Rep. Eric Swalwell, D-Hayward, said on Twitter that he is concerned about the security issues. “I have long been concerned about security at our airport perimeters. #Stowaway teen demonstrates vulnerabilities that need to be addressed,” he wrote.

San Jose airport officials did not immediately return calls seeking comment.

The 16-year-old had run away from home when he climbed the fence on Sunday morning and crawled into the left rear wheel well of Hawaiian Airlines Flight 45.

“He was not planning on going to Hawaii,” said FBI Honolulu spokesman Tom Simon. “He just got on a plane.”

Authorities called it a “miracle” that the teen survived the 5-hour flight. The wheel well of the Boeing 767 is not pressurized or heated, meaning the teen possibly endured extremely thin air and temperatures as low 80 degrees below zero when it cruised at 38,000 feet.

“How he survived, I don’t know,” Simon said. The boy was unconscious for most of the flight, Simon added.

“I imagine he must have blacked out at about 10,000 feet,” he said. “The air is pretty thin up there.”

According to the Federal Aviation Administration, the plane’s steady climb to high altitudes may allow a person to drift into unconsciousness as oxygen becomes scarce. And as the heat dissipates from the wheel well, a stowaway can develop hypothermia, a condition that preserves the central nervous system. Both hypoxia and hypothermia may resolve as the plane gradually descends for landing, the FAA said.

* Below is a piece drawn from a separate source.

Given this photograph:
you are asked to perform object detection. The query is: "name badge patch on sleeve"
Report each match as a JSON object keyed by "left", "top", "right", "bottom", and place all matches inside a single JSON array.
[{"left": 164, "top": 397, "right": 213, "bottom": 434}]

Authorities are still investigating how much of this came into play with the teen who was found on the tarmac at Maui’s Kahului Airport.

The plane landed at Maui’s Kahului Airport at 10:30 a.m. local time on Sunday, but Simon said the teen did not regain consciousness for an additional hour. Once he woke up, he hopped down to the tarmac.

Hawaiian Airlines personnel noticed the teen on a ramp and notified security, airline spokeswoman Alison Croyle said in a statement released Sunday night.

“Our primary concern now is the well-being of the boy, who is exceptionally lucky to have survived,” the statement said.

Simon said the teen had run away from home. There was no indication that he posed a threat to the airline, and he has not been charged with a crime, officials said.

He cleared a medical checkup and was handed over to officials from the Hawaii Department of Human Services. Officials did not release his name because he is a minor.

Rosemary Barnes, a spokeswoman at the San Jose airport, said the FBI and Transportation Security Administration were investigating how the teen breached security and made it onto the plane but could provide no further comment.

The teen’s case is extreme, but it’s not the first time a stowaway has survived a flight in the wheel well of an aircraft.

In August 2013, a teenage boy from Nigeria endured a 35-minute trip in the wheel well of a domestic flight that landed in Lagos. Officials credited the trip’s short flight time and relatively low altitude with helping him survive.

On another occasion, a stowaway managed to survive a flight from Havana to Madrid, according to the Federal Aviation Administration.

But in 2012, the body of a 26-year-old stowaway was found crumpled on a suburban London street. Officials believe he had climbed aboard a British Airways plane in Angola and was either dead or near death as he fell from the wheel well during the plane’s descent into Heathrow Airport.